O manuscrito em que Virginia Woolf anuncia o seu suicídio
Parece uma prática muito mórbida e desumana até tratar a
nota de suicídio como uma peça de literatura, mesmo que o autor da referida
nota seja um escritor tão famoso quanto Virginia Woolf. Mas, por que isso? Há,
é verdade, variados ângulos das objeções éticas que rondam uma situação do
tipo, mas tocar no assunto está longe de ser algo indecente. A morte tem sido
em muitas vezes uma ocasião literária: a longa tradição das últimas palavras
varia de confissões no leito de morte para o gênero estranhamente teatral do
discurso antes da forca (ver Sócrates, Anne Boleyen ou John Brown). Como grandes
figuras inesquecíveis da história, as últimas palavras da vida de Virginia
Woolf reúnem elementos para compreender melhor o fato, seja o leitor leigo,
seja o leitor pesquisador sobre sua biografia.
Antes desse bilhete escrito em março de 1941 e deixado sobre a lareira de casa para seu companheiro Leonard, Virginia terá
produzido outras escritas em que prenunciava o gesto que tomaria com sua vida. Vejam,
como exemplo, suas últimas palavras no Smith College e em Yale. Esta correspondência
aqui exibida é, portanto, a terceira de suas cartas de suicídio. Por causa de
toda sorte de repúdio que a cultura ocidental decretou em torno da morte ou
mesmo a compreensão da morte como perda, fraqueza diante da vida, o suicídio é,
então ainda um tabu social pensado ora como trágico, mesmo quando ele é
maturado bastante antes do ato final. E em muitos casos, especialmente aqueles
que envolvem a doença mental, a morte torna-se algo mais ainda desnecessário ou
uma atitude extrema. Dentre estes muitos casos está o de Virginia Woolf que
antes de se afogar no rio Ouse lutou durante anos com o que provavelmente seria
chamado hoje de transtorno bipolar.
A nota de suicídio escrito para o marido Leonard é uma assombração
e belo documento, reunindo toda uma sinceridade sobre o tumulto em que sua vida
estava metida e a angústia da qual padecia a escritora.
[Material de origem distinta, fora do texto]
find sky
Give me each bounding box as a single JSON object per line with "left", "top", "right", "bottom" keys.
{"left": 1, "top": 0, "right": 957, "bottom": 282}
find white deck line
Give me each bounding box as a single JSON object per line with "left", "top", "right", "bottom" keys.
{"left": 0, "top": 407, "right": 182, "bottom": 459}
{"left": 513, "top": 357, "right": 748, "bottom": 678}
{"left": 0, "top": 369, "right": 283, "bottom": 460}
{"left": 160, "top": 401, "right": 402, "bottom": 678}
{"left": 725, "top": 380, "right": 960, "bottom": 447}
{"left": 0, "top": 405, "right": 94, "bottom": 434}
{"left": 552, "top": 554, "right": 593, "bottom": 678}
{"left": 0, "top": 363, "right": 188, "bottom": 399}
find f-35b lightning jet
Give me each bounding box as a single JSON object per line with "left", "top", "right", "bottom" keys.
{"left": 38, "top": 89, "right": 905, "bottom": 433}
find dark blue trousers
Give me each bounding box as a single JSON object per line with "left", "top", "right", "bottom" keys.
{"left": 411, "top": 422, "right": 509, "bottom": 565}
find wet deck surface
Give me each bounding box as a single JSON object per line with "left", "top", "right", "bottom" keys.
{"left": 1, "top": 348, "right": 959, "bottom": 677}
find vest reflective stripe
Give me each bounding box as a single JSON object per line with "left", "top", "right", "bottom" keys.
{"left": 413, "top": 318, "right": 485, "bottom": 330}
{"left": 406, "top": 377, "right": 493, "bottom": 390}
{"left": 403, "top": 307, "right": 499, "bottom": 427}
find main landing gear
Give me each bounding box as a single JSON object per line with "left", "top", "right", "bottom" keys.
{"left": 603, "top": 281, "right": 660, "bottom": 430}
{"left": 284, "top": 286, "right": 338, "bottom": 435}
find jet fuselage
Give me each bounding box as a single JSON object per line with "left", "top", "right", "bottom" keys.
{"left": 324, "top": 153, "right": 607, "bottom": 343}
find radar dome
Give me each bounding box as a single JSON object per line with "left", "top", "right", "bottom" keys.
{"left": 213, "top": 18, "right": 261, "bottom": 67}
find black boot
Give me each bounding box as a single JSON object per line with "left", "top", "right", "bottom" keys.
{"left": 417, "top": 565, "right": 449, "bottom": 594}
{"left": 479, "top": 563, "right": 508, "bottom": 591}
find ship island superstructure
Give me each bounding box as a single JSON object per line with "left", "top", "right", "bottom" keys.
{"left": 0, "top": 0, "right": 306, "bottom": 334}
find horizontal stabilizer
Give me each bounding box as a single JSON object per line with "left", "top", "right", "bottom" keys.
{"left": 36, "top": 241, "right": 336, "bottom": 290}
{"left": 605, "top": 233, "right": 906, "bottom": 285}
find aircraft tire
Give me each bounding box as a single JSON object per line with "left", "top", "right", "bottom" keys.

O texto ganha ainda
maior pulsão dramática porque não é uma despedida para o mundo em geral, mas
para um amigo de confiança e amante.
Meu querido,
Tenho
certeza de que vou enlouquecer de novo. Não podemos passar por mais uma
daquelas crises terríveis. E, dessa vez, não vou sarar. Começo a ouvir vozes e
não consigo me concentrar. Por isso estou fazendo o que me parece a melhor
coisa. Você me deu a maior felicidade possível. Você foi, sob todos os
aspectos, tudo o que alguém poderia ser. Acho que não existiam duas pessoas
mais felizes, antes de aparecer essa terrível doença. Não consigo mais lutar.
Sei que estou estragando sua vida, que, sem mim, você poderia trabalhar. E eu
sei que vai. Veja que nem consigo escrever direito. Não consigo ler. O que
quero dizer é que devo a você toda a felicidade da minha vida. Você tem sido
extremamente paciente comigo e incrivelmente bom para mim. Quero dizer que—todo
mundo sabe disso. Se existisse alguém capaz de me salvar, seria você. Perdi
tudo, menos a certeza da sua bondade. Não posso continuar estragando sua vida.
Não creio
que tenham existido duas pessoas mais felizes do que nós.
V.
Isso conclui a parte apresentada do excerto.